Delegates to Electoral Reforms Review Conference in Lilongwe failed to reach an agreement on whether members of Parliament (MPs) should be freed from the bondage of using English as the official language for transacting their business in the National Assembly.
The National Initiative for Civic Education (NICE) Public Trust organized the conference with financial assistance from the Open Society Initiative for Southern Africa (OSISA) and the European Union (EU) to review electoral law reforms and chart a path for their adoption before the next general election in 2025.
One of the items on the agenda was for the delegates to debate on whether time had come for Malawi to replace English with a local one to improve the quality of deliberations in Parliament as being agitated by some concerned voters and democracy enthusiasts.
In their considered view, the deteriorating quality of parliamentary deliberations is a result of language barrier as the majority of the MPs are barely educated and, therefore, cannot contribute and comprehend what is being discussed in the National Assembly.
But other delegates expressed reservations with the use of other languages besides English in the House, saying parliamentary deliberations are serious business that should not be watered down by translating budget documents into vernacular languages.
The Centre for Multiparty Democracy (CMD) executive director, Kizito Tenthani, is one of those calling for replacement of English with a local language to enable MPs transact government business in a language they can ably and easily understand and speak.
In fact, Tenthani has told the conference that speaking fluent English should not be used as a measure or yardstick for gauging one’s ingenuity and understanding of things.

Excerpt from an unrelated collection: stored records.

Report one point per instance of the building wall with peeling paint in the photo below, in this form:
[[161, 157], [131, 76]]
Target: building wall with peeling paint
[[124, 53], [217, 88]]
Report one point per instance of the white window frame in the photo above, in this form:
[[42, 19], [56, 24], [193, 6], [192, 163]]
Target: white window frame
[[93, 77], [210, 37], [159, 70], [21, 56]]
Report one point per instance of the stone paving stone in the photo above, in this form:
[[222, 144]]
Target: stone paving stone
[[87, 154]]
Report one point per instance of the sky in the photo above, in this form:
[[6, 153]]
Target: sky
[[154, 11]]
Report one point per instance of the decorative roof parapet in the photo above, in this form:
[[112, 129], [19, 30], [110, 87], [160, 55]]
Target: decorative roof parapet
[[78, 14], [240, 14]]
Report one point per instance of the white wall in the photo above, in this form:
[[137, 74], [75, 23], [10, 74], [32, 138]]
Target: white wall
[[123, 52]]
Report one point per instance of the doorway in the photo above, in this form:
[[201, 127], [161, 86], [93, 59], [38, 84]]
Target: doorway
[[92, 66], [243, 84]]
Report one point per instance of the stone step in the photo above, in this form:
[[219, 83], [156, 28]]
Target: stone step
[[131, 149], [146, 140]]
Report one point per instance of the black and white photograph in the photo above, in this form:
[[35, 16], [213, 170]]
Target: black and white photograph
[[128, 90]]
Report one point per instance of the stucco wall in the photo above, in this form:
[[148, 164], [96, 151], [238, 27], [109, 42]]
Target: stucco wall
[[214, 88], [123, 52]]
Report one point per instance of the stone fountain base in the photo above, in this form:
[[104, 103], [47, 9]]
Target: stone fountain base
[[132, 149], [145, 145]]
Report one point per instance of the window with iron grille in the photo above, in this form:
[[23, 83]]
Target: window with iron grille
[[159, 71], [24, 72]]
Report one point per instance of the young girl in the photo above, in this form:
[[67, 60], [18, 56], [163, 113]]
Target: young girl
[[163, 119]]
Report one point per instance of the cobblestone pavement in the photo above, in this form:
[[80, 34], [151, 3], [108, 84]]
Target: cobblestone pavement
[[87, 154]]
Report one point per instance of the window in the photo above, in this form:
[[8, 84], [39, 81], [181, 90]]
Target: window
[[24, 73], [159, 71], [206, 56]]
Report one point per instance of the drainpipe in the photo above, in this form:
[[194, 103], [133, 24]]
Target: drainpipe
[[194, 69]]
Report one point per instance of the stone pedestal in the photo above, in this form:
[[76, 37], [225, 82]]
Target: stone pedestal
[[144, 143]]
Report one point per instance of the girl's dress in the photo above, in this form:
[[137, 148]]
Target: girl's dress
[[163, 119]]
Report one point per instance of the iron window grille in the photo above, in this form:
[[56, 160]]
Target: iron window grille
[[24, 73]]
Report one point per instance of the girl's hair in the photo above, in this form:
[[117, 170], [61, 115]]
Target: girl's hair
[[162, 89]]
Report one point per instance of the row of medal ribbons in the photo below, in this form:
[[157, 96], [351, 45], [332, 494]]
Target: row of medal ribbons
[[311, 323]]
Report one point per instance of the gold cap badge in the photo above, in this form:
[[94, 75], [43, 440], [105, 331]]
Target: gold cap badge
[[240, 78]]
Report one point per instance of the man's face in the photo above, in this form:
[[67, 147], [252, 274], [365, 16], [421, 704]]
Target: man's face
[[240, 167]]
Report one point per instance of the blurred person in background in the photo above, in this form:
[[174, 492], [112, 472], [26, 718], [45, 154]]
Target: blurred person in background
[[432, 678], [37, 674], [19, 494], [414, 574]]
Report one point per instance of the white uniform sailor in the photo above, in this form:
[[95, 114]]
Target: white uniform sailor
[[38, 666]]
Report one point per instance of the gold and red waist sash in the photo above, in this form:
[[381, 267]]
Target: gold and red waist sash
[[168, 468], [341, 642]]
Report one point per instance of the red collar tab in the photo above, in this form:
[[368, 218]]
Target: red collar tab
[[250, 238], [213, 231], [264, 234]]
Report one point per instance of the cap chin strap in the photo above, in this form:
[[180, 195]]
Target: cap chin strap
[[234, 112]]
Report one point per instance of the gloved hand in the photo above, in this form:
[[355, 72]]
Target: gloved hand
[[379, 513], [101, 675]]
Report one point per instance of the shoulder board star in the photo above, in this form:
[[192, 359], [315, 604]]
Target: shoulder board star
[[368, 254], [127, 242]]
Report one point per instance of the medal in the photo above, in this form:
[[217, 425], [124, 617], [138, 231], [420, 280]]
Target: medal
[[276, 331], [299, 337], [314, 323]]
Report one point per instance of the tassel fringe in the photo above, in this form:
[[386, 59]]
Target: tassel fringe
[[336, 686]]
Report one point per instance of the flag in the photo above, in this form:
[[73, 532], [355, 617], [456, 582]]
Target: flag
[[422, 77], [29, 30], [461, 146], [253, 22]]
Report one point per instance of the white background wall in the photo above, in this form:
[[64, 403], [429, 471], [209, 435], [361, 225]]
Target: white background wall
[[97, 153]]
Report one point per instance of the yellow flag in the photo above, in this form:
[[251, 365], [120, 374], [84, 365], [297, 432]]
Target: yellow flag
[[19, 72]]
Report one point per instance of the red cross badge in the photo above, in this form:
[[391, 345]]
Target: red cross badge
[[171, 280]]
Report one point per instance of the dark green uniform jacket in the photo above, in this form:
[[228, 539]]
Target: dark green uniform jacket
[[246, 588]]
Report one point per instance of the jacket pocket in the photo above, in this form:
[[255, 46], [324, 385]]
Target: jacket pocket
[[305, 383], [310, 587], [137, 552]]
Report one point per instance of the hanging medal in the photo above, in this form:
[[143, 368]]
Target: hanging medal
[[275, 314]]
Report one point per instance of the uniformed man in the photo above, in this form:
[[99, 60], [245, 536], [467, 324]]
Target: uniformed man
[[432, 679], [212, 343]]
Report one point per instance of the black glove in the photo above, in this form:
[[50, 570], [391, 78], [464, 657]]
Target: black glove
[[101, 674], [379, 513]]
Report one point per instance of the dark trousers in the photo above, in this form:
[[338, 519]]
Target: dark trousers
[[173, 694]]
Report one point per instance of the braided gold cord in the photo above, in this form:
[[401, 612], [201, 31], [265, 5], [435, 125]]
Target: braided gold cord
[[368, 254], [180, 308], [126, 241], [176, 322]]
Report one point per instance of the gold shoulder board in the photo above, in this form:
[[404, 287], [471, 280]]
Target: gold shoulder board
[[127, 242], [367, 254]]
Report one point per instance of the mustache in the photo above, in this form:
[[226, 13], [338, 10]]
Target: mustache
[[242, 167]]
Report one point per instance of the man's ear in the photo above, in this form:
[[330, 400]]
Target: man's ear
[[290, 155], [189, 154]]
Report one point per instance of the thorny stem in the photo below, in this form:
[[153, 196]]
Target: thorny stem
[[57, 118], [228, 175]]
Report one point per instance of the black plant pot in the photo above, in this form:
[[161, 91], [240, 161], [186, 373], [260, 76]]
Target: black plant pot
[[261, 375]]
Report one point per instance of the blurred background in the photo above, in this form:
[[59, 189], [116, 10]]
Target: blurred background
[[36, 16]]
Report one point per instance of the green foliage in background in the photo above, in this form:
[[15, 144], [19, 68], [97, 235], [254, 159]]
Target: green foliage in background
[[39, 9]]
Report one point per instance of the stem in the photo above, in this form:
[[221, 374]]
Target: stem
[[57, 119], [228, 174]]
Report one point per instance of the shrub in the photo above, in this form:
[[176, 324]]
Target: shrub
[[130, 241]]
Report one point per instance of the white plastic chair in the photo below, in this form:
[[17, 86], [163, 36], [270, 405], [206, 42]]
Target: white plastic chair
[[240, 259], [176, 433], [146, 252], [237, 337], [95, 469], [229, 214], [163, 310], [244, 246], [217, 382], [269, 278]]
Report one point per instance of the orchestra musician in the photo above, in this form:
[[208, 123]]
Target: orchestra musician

“I strongly believe that allowing our MPs to switch from English to a local one would improve the quality and level of participation in parliamentary deliberations among individual members,” he said.
The former Malawi Human Rights Commission (MHRC) Executive Secretary, Grace Malera, supported the proposal, arguing putting English as a mandatory language for transacting business in Parliament is disenfranchising constituents who elected the seemingly semi-literate MPs.
Malera emphasized that an election border on the trust and confidence the constituents have in their MPs without considering his educational qualification; hence, it would be unfair for the National Assembly to block the legislator from representing the interests of his people because of language barrier.
But other delegates, including the People’s Party (PP) Secretary General, Ibrahim Matola, and the Democratic Progressive Party (DPP) National Governing Council member, Dr. Hetherwick Ntaba, held a different viewpoint.
Matola wondered how the MPs would converse with others when they are invited or sent to represent Malawi as international meetings.
“As much as a local language may be preferable to enable the MPs comfortably and confidently represent their people, the legislators will face challenges to represent Malawi at international fora,” he warned.
Henry Chingaipe from Institute for Policy Research and Social Empowerment, who was one of the conference moderators, observed that the emphasis on fluency in English started with former president Hastings Kamuzu Banda.
He said: “This is a carryover law. There was a time when many MPs could not speak English and in 1978, Kamuzu dissolved Parliament because he felt embarrassed. We have carried it over. We need to think about it.”